Fratelli e Sorelle, “è apparsa la grazia di Dio che porta salvezza a tutti gli uomini” (Tt 2,11). Celebrare il Natale significa fare memoria di questa manifestazione di Dio nella carne del suo Figlio Gesù nato per noi, ma anche e soprattutto accogliere il dono della speranza della sua venuta nella gloria. I tempi oscuri che caratterizzano questo terzo Natale consecutivo in contesto di guerra ci interrogano profondamente e nei nostri cuori sorgono sentimenti simili a quelli provati dal Salmista: “Le lacrime sono mio pane giorno e notte, mentre mi dicono sempre: Dov’è il tuo Dio?” (Sal 42,4).

Il bastone dell’aguzzino, le calzature dei soldati che marciando rimbombano, i mantelli intrisi di sangue, di cui ci parla Isaia nella prima lettura, sono immagini molto simili a quelle che occupano le prime pagine dei nostri giornali, e un progetto di pace con grandi obiettivi per lo sviluppo di tutta l’umanità oggi suona come un delirio (FT 16). “Dov’è il tuo Dio, davanti alle tragedie del mondo? Davvero è venuto il Messia, il Salvatore del mondo? Davvero verrà di nuovo alla fine dei tempi per giudicare i vivi e i morti?” La risposta a queste difficili domande possiamo cercarla insieme, mettendoci in ascolto delle Scritture che ci rivelano il senso autentico della festa del Natale, per accogliere la luce vera, quella che illumina ogni creatura.

Contemplando il Vangelo della nascita di Gesù, proviamo a immergerci nella scena, a osservare i protagonisti per vedere quello che fanno, ascoltare ciò che dicono. Intorno al bambino Gesù ci sono tre gruppi di personaggi: Maria e Giuseppe, i pastori, gli angeli. In un primo momento l’attenzione dell’evangelista si concentra sui genitori di Gesù e sulla loro ricerca di un luogo dove trovare un alloggio nella città di Betlemme.

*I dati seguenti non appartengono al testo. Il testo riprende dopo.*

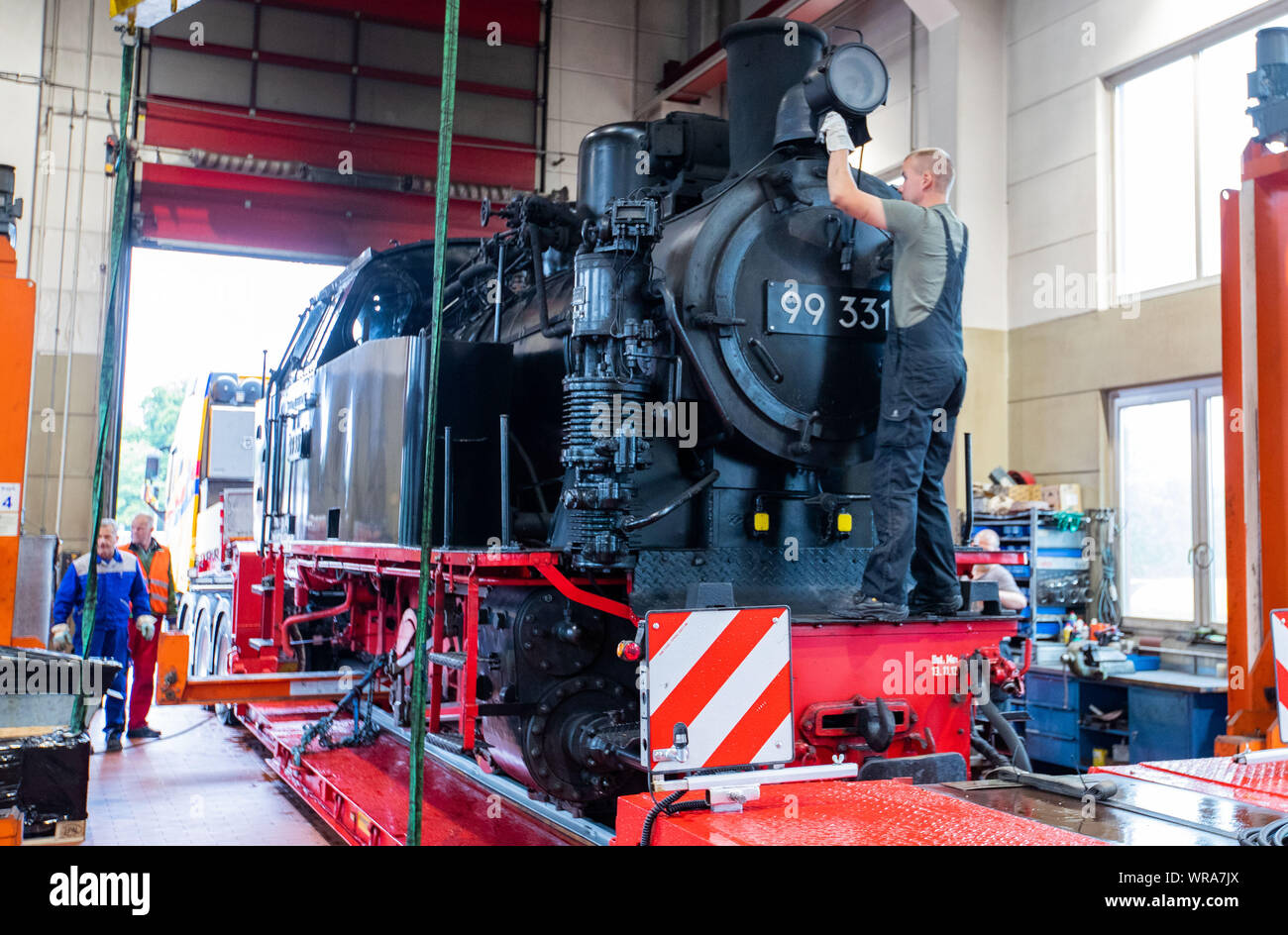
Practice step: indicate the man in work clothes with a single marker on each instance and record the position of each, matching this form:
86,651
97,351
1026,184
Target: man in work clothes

Per essi, infatti, non c’era posto nella cosiddetta katalyma, cioè la stanza di ingresso delle abitazioni, che al mattino e alla sera serviva da soggiorno, mentre di notte era allestita in stanza da letto. Gesù nasce in una mangiatoia all’interno di quelle grotte adiacenti alla katalyma che servivano per gli animali o come magazzino per le derrate alimentari. “Maria è colei che sa trasformare una grotta per animali nella casa di Gesù, con alcune povere fasce e una montagna di tenerezza” (EG 286), ci ricorda papa Francesco.

San Girolamo, che era a Betlemme al momento della costruzione della basilica costantiniana, vedendo i marmi e le pietre preziose che andavano a ricoprire il luogo indicato dalla tradizione come la mangiatoia della nascita di Gesù, ebbe a dire che era più bello prima quando si vedeva il fango. È interessante osservare che il verbo utilizzato per parlare del bambino adagiato nella mangiatoia è lo stesso che si ritrova alla fine del Vangelo a proposito della deposizione del corpo di Gesù nel sepolcro (Lc 23,53). Maria è presente in tutte e due le circostanze della vita del Signore e ci insegna a trasformare ancora oggi le grotte di animali in casa di Gesù, i luoghi di morte in giardini di vita, le spade in aratri, le lance in falci (Is 2,4).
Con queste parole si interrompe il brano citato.